Serum rabbit globulin (RG) clearance rates were determined in 30 consecutive cardiac transplant recipients by radioimmune assay of serum RG levels after completion of an initial postoperative course of rabbit anti-human thymocyte globulin (RATG). Twenty patients who exhibited rapid RG elimination rates (average half-life, 1.6 days) had a rejection onset time of 16.2 days, rejection frequency of 3.9 episodes/100 patient days, and a 1-yr survival rate of 59%, respectively; this is in contrast to 28.3 days, 1.9 episodes/100 patient days and 80%, respectively, for the 10 patients with more prolonged initial RG elimination rates (average half-life, 11.4 days). Nineteen patients received 1 or more repeat courses of RATG. In 16 of these, a progressive increase in RG half-life during subsequent RATG administration could be demonstrated. A close correlation was observed between total RATG doses given in the initial course and peak serum levels of RG obtained (r = 0.82) and between onset of rejection and initial half-life RG (r = 0.69). This latter correlation was improved by the elimination of 1 of the 30 patients (r = 0.81) or by considering only those patients treated from a single RATG batch (r = 0.85; n = 15). No significant relationship was detected between any of the parameters assayed and total RATG dose, or rosette inhibition titers of RATG administered. Survival and rejection parameters of the first 30 patients receiving RATG were compared with the previous 20 receiving equine anti-thymocyte globulin.
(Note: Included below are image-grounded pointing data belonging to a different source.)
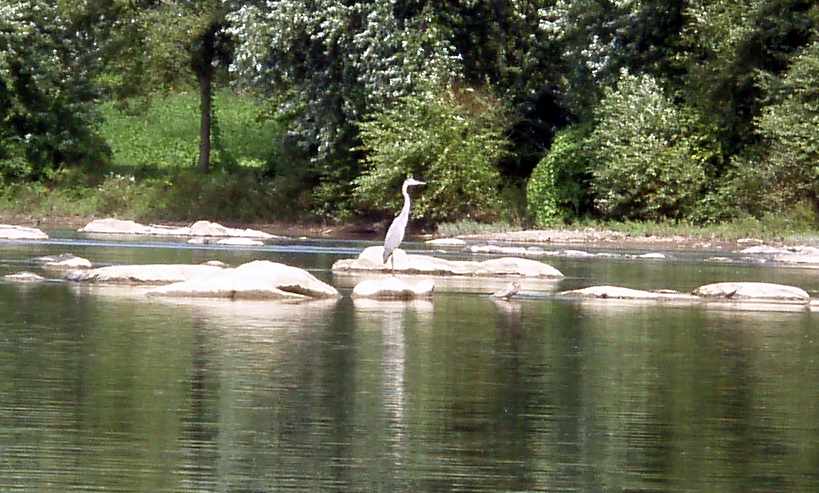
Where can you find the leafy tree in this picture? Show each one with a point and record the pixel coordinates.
(650, 161)
(330, 63)
(790, 126)
(559, 185)
(453, 140)
(47, 112)
(726, 42)
(170, 44)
Rejection onset was 20 vs. 12 days, rejection frequency was 3.1 vs. 5.0 episodes/100 patient days, and graft survival at 1 yr was 66 vs. 41% for the RATG-equine antithymocyte globulin-treated patients, respectively. From these data it was concluded that: RATG administration favorably affects transplantation outcome; RATG half-life was the most important variable governing RATG effectiveness; variation in rosette inhibition titers within RATG batches were of minimal clinical importance; and monitoring of serum RG levels provided a necessary and rational basis for effective modulation of immunosuppressive therapy.